The Information Assurance student will be busy, but she won’t have to worry about paying for college.
The Department of Defense is picking up the tab.
A Teacher’s Encouragement
Makovicka has always been interested in computers, but when she was younger she never thought she’d pursue a career in the field.
“I always thought, ‘Oh, I’m not good enough for that,’” she said.
That all changed when she started classes at Columbus High School.
An electronics teacher recognized Makovicka’s interest, and pushed her with extra projects that the rest of the class didn’t have to do.
“It was very uplifting and it very much encouraged me to pursue it,” she said.

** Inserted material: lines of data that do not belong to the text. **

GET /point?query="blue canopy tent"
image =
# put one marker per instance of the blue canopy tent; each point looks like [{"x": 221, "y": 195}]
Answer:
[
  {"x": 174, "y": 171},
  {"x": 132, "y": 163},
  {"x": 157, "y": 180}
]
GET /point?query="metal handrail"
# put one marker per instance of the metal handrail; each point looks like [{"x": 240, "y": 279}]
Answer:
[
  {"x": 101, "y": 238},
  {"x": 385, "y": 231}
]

She took that experience with her to a community college, where she was the only female student in her IT classes.
“I never felt ostracized,” Makovicka said. “I never felt like it was discouraging. I felt mainly encouraged.”

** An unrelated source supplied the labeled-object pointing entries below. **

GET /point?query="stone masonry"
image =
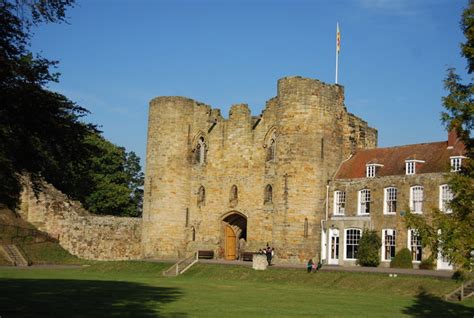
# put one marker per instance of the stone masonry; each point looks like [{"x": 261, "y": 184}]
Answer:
[
  {"x": 82, "y": 234},
  {"x": 188, "y": 202}
]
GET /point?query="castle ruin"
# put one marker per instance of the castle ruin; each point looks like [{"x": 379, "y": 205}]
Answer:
[{"x": 235, "y": 184}]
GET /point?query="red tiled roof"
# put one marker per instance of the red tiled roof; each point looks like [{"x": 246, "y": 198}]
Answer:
[{"x": 435, "y": 156}]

Searching for Scholarships
After earning her associate’s degree, Makovicka decided to continue her education at UNO.
But fall semester was still a few months away.
Her technology skills helped her land a summer internship at Nebraska Public Power District’s corporate headquarters in Columbus.
“I had a lot of free time, mainly because they didn’t always have projects for me,” Makovicka said.
That’s something she took advantage of, using downtime to apply for scholarships.
The Department of Defense’s SMART Scholarship caught her eye. (SMART stands for Science, Mathematics and Research for Transformation.)
The scholarship covers all of a student’s tuition and education-related fees, and offers a $25,000 annual stipend as well as a separate health insurance allowance.
The student interns at a sponsoring facility for 10 – 12 weeks each summer during their college career, and then works for the Department of Defense as a civilian worker for as many years as they benefited from the scholarship.
It would be months until she heard back.
Makovicka started at UNO in August of 2015.
She wasn’t the only female student in her IT classes anymore. She was, however, in need of a major.
“I knew I wanted to go into IT, but I wasn’t sure which degree offered here would be the best fit for me,” she said. “After asking advice from other students and faculty, everyone said Information Assurance would be a good one.”
She also wanted to work on campus.
Information Services liked her resume, including the associate’s degree and an A+ CompTIA certification, a credential that certifies the skills necessary to support complex IT infrastructures.
Makovicka says she came to UNO for opportunity, and that’s what she got. She’s enjoyed her work study position with Information Services and she’s also established good relationships with professors.
In late February, another opportunity would pop up in her inbox.
The Interview and the Offer
The email told Makovicka she had made it to the next step of eligibility for the SMART Scholarship, something she’d almost forgotten about.
The email went on, telling her a sponsoring facility would be contacting her.
A few weeks later, the Portland District of the U.S. Army Corps of Engineers reached out to set up a video chat.
As if nerves weren’t enough, Makovicka ran into technical difficulties getting a video connection. They had to settle for a phone conversation.
“I thought I didn’t do that well because of being late from the video problems, and some things I thought I didn’t answer to the best of my abilities, but I guess I said the right things,” she said.
There was no contact for a few weeks until another email appeared in her inbox. She had been selected.
“It was very shocking at the time.”
A Maverick on the Move
Makovicka spoke with her parents and her long-term boyfriend. They agreed, it was a big commitment and a big opportunity – too big to pass up.
This July, Makovicka will travel to Portland for a two-day visit, and then start interning at the facility the following summer.
After her expected graduation in May 2020, she’ll be moving to Portland.
She’s nervous. She’s excited.
And she sums it up best: “It’s a very huge move.”